對於布魯諾來說,外面的世界是士兵牽著的狼狗,是厚重的大門,是森林裡沒有盡頭的綠,是穿著「睡衣」的農民,以及煙囪裡味道古怪的濃煙;他只有八歲,絲毫不知道發生了什麼,只是小心卻好奇地探索著世界。
布魯諾在探險中,遇到了「農場」裡的薩謬爾。薩謬爾和布魯諾一樣都是8歲,故事通過他們兩個的對話,勾勒了當時猶太人生活的狀況:煙囪裡冒煙是因為「燒衣服」,薩謬爾當表匠的父親被迫做靴子,「這不是遊戲」、「我很餓」。
兩個同樣年紀的小朋友,區別只在於一套「睡衣」。也正是這套象徵著身份的「睡衣」,最終將故事帶到了令人窒息的黑暗裡。

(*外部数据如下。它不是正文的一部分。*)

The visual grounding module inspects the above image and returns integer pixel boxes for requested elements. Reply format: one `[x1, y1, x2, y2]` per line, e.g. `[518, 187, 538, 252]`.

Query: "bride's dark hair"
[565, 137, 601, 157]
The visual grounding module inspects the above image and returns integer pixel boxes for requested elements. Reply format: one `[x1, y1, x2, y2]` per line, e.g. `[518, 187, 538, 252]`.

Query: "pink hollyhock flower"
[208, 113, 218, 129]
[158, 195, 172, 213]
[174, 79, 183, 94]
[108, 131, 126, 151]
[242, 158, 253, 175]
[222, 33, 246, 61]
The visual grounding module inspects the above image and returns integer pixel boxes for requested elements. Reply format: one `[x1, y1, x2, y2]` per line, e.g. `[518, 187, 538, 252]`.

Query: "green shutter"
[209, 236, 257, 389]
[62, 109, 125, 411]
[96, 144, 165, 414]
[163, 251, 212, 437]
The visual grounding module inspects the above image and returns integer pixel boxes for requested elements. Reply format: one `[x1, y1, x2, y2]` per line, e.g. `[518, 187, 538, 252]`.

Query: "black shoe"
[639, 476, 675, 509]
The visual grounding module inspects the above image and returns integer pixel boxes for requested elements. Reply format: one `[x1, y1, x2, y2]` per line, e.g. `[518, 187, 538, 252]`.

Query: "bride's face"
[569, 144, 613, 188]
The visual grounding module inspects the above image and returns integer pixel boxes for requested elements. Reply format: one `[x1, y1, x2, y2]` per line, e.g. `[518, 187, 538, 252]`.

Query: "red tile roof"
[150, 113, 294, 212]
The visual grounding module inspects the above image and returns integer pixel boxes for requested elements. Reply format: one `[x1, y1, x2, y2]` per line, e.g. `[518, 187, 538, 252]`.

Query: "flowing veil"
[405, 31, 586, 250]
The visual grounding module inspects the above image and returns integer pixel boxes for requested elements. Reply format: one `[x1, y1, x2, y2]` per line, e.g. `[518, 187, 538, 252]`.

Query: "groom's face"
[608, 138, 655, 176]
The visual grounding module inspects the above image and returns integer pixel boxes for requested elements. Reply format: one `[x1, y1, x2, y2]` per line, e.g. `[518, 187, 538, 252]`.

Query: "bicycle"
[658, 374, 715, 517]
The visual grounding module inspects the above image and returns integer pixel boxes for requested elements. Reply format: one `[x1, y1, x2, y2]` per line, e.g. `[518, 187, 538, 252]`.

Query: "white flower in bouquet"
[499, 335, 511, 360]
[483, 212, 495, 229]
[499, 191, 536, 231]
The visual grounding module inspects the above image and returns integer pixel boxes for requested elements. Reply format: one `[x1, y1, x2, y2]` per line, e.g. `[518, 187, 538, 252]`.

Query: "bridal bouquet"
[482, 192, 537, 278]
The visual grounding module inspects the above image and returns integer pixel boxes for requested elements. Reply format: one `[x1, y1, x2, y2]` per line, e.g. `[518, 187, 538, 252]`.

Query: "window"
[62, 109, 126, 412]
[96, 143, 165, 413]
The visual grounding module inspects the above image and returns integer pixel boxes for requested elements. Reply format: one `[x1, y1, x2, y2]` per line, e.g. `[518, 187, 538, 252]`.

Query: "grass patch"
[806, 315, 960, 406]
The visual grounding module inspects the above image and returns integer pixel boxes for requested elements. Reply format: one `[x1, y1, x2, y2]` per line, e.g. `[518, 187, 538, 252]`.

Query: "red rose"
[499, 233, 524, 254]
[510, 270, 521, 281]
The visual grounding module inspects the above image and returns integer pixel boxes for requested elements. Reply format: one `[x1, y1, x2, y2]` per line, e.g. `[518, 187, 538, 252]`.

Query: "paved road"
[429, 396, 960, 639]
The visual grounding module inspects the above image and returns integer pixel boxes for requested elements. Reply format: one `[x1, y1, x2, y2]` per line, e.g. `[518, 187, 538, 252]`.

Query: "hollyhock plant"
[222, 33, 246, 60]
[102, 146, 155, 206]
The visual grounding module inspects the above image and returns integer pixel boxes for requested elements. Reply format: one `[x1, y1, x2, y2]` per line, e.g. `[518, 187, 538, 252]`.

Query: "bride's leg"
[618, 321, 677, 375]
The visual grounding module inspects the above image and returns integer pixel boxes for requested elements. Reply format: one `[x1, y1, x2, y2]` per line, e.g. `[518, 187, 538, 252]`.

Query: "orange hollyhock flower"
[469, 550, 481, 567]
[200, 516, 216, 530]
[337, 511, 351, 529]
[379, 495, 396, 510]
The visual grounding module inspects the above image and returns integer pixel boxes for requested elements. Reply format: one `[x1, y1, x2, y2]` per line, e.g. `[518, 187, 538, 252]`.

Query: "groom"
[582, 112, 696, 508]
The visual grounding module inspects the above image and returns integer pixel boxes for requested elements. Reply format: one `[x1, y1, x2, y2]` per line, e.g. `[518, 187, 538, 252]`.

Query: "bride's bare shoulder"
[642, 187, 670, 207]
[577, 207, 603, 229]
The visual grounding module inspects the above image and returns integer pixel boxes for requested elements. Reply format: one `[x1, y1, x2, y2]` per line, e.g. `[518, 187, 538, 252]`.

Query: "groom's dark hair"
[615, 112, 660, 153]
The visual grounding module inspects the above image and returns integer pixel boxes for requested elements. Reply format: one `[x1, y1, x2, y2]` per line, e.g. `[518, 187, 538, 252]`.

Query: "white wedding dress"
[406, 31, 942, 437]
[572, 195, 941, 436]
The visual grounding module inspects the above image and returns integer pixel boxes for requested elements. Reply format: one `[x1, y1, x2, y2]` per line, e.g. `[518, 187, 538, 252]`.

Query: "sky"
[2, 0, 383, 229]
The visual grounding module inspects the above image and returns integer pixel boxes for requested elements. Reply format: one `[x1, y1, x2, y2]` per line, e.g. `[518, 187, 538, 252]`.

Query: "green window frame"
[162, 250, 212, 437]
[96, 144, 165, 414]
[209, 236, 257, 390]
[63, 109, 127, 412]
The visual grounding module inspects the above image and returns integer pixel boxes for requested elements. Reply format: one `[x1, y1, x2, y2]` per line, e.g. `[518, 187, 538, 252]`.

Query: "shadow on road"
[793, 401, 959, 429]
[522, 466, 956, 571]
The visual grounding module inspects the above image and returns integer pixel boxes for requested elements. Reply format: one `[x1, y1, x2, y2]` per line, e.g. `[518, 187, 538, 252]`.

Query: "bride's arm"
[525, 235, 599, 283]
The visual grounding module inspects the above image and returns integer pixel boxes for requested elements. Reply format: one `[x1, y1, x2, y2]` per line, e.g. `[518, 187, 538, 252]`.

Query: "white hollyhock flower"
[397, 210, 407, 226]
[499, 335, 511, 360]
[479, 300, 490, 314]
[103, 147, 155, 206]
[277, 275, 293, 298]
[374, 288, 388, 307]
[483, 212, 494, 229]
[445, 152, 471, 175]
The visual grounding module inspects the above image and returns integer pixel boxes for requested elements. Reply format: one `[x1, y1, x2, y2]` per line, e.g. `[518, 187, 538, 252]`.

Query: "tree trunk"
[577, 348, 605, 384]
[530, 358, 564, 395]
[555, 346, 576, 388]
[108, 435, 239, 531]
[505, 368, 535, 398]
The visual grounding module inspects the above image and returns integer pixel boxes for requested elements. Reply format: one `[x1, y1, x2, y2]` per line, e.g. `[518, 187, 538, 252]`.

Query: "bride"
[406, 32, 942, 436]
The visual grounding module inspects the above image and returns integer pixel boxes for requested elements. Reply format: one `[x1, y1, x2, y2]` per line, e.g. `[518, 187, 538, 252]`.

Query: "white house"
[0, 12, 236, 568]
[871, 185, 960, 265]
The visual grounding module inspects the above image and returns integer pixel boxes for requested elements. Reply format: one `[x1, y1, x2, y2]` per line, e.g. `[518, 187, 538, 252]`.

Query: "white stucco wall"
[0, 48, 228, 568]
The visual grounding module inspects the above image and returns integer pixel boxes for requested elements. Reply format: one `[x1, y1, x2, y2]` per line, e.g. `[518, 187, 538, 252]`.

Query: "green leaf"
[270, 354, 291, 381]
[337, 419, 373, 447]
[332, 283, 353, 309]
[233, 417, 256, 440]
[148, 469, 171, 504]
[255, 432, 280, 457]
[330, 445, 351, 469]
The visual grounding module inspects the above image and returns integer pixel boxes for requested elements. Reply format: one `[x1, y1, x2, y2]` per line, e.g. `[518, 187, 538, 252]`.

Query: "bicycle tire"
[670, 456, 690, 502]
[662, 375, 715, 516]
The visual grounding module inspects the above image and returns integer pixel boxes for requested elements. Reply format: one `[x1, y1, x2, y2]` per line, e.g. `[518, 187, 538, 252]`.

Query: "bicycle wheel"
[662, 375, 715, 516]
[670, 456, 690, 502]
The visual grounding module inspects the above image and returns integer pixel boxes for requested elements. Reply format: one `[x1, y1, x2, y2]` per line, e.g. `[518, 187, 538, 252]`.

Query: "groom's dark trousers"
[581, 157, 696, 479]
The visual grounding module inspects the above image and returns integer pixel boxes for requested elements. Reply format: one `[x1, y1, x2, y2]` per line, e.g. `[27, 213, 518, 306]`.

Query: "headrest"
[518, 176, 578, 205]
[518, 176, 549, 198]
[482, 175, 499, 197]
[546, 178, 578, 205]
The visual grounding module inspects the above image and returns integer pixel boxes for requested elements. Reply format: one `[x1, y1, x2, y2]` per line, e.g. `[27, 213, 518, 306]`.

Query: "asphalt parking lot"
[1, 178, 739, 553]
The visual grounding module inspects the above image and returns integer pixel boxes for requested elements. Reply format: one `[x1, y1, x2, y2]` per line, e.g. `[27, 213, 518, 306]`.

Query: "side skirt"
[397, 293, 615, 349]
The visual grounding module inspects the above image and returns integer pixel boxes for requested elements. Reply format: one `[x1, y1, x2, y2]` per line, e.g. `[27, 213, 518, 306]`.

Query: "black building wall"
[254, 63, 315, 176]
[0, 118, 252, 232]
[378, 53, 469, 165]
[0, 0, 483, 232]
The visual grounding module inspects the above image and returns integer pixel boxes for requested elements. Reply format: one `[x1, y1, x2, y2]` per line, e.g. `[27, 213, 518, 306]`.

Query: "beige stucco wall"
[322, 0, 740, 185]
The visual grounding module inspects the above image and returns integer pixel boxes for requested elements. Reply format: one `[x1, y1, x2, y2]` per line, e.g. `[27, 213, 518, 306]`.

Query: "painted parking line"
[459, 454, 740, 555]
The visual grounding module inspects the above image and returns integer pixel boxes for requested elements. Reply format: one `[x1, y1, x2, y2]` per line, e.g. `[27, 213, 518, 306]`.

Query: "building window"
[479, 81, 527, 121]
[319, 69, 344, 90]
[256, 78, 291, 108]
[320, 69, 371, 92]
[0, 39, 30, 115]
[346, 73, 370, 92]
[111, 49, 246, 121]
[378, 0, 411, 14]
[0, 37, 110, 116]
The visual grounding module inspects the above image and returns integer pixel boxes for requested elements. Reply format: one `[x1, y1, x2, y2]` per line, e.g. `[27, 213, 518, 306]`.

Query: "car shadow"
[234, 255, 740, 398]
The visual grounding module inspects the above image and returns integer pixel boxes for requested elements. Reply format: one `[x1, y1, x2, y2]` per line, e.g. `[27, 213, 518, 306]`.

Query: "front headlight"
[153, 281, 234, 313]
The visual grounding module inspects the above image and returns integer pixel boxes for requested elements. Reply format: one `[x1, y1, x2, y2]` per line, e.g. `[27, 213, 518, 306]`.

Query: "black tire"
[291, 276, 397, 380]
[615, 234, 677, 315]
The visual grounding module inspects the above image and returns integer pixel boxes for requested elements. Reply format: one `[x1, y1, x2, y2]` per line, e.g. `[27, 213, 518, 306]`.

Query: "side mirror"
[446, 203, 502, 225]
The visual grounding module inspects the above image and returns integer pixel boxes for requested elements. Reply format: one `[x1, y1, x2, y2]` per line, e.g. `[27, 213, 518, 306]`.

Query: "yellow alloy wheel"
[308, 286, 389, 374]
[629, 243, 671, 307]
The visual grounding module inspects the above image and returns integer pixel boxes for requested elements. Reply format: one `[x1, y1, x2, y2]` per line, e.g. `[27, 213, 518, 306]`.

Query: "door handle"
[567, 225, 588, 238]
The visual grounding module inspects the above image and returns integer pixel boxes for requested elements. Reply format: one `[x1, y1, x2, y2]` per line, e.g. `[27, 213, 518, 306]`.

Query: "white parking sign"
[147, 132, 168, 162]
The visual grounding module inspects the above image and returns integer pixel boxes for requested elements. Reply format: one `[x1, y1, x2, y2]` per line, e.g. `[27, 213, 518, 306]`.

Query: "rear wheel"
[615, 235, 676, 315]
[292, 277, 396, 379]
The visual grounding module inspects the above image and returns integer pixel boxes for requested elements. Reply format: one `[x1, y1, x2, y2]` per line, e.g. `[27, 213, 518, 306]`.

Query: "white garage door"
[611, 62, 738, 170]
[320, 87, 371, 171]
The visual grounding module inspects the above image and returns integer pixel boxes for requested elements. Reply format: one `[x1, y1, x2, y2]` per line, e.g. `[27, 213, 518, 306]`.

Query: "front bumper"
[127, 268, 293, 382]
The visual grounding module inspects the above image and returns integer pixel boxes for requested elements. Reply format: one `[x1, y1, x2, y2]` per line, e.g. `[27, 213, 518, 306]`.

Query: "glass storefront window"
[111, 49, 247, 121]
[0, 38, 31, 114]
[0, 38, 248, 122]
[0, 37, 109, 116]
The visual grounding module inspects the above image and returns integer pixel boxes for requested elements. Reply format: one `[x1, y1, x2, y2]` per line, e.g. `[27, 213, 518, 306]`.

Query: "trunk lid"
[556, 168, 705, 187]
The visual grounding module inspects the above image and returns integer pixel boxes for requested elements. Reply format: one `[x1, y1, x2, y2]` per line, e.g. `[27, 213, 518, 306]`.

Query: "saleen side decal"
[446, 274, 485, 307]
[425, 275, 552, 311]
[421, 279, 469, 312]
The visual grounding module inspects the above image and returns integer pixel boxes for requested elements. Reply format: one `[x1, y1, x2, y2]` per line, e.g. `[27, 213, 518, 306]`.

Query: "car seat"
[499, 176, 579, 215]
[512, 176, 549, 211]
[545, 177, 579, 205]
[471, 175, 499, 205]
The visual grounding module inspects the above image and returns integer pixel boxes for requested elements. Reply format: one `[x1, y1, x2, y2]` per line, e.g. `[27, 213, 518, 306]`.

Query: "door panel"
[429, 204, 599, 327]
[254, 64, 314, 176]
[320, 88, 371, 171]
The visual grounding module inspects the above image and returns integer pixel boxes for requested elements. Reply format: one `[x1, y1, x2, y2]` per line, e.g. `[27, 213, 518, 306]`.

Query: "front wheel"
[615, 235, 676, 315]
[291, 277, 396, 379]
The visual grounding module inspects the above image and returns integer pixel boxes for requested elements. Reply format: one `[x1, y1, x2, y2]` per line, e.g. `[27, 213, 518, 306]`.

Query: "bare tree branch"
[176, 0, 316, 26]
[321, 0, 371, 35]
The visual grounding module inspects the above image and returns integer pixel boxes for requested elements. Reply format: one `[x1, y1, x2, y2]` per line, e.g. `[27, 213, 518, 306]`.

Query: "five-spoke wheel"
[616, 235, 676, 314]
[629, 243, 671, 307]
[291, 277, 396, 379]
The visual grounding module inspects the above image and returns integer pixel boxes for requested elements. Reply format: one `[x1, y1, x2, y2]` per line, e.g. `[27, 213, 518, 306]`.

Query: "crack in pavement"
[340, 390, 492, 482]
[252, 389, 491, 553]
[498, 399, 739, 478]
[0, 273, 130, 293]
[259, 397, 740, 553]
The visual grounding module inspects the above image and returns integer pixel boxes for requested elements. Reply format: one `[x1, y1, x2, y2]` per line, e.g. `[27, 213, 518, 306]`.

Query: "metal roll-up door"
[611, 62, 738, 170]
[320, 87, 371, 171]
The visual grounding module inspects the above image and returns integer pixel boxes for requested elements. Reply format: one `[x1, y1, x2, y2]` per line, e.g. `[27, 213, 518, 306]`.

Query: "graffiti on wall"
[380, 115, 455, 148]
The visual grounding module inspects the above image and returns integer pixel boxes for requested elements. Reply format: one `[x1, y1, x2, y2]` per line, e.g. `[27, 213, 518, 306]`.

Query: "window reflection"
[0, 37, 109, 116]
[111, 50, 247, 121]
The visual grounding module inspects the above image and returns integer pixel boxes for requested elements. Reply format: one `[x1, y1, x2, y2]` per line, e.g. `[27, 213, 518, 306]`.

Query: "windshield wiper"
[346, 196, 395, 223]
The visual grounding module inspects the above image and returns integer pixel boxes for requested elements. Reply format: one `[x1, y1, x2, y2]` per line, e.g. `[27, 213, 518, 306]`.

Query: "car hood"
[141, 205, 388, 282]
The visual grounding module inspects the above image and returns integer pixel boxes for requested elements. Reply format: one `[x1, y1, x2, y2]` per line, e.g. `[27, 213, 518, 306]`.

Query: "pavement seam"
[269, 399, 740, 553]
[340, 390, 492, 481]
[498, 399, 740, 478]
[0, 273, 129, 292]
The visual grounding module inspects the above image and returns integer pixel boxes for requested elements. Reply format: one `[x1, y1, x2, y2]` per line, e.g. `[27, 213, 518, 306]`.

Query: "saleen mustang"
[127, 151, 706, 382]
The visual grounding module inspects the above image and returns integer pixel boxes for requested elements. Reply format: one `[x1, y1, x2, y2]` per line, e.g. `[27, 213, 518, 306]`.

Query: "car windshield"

電影情節並無刻意渲染,一直在試圖通過講述日常瑣碎細節的方式,將刻骨銘心的感情表達出來。兩個孩子彼此相望時,眼裡有星光,只是那時的天空烏雲密布,看不到一絲光亮。布魯諾失蹤的那個下午,他母親在磅沱大雨中的哭喊也並沒有展示更多,只是在小孩子尋找薩繆爾父親不得,而被夾在驚徨失措的大人之間,還幼稚地互相安慰著「這是讓我們洗個澡」、以及毒氣室門關上時他們緊握的手時,那種切膚之痛才突然竄出來。
仿佛為了加重力道,電影甚至給了德國士兵向毒氣室裡撒毒粉的一個特寫。所有美麗的單純的善良的戛然而止,猝不及防地重擊在你的心臟上。這種突然而然的結局令人壓抑,壓抑之外,也覺得憤怒。
布魯諾和姐姐的家教老師是個狂熱的納粹支持者,他讓布魯諾閱讀《我的奮鬥》,告訴他「如果你能(在猶太人中)找到一個好人,那你就是偉大的探險家了。」說這些話時,家庭教師一副真理在握的傲慢;而德國人評判猶太人時,又何止是傲慢。布魯諾父親的司機告訴布魯諾:「他們(猶太人)還能算人嗎」?又在受到上司質問時,拖住一名猶太老人毒打,發洩心中的慌亂和不快;而在老師的教導下,姐姐開始關心戰爭,用相似的口吻評論著「農場」裡的人:「他們要受到懲罰,因為他們想讓我們遭遇不幸,所以要這樣對待他們」……
人性中的殘忍和罪惡赤裸裸地展示在觀眾面前,尤其是這些罪惡中還裹挾著孩子。這些細節都讓我的憤怒在積累。故事裡有這樣一個細節:布諾給來做雜役的薩謬爾一塊蛋糕,面對司機的問詰卻不敢承認,說從來都不認識薩謬爾。薩謬爾眼裡的光隨之黯淡和絕望,而布魯諾逃回房間,對自己的懦弱和膽怯悔恨不已。
是什麼,讓孩子必須面對這樣的殘忍和傷害?
我很長段時間都很少看二戰前後的劇情片。講猶太人這段歷史的故事,主題大多是相似的:在殘忍和黑暗之中尋找人性的光芒,重拾生命的信心和勇氣。其實相似的主題看多了,會覺得並沒多少新意。但是《穿條紋睡衣的男孩》讓我覺得,即使是同一個主題的故事,不同的視角也能帶來不同的震撼。因為這些作品能讓我們通過審視歷史繼而審視自身。這種審視本身並不會因為重疊而變得淺薄,相反,它將我們的精神世界與過去聯結,從而獲得了關於歷史的價值。
題外:這一天我看了很多電影,兩個小男孩天真的交談猶在耳邊。恍惚想要睡去時,我聽到了《復仇者聯盟》裡綠巨人浩克在衝上去戰鬥之前,對美國對長說一句臺詞:「告訴你一個秘密,隊長,我一直都很憤怒」。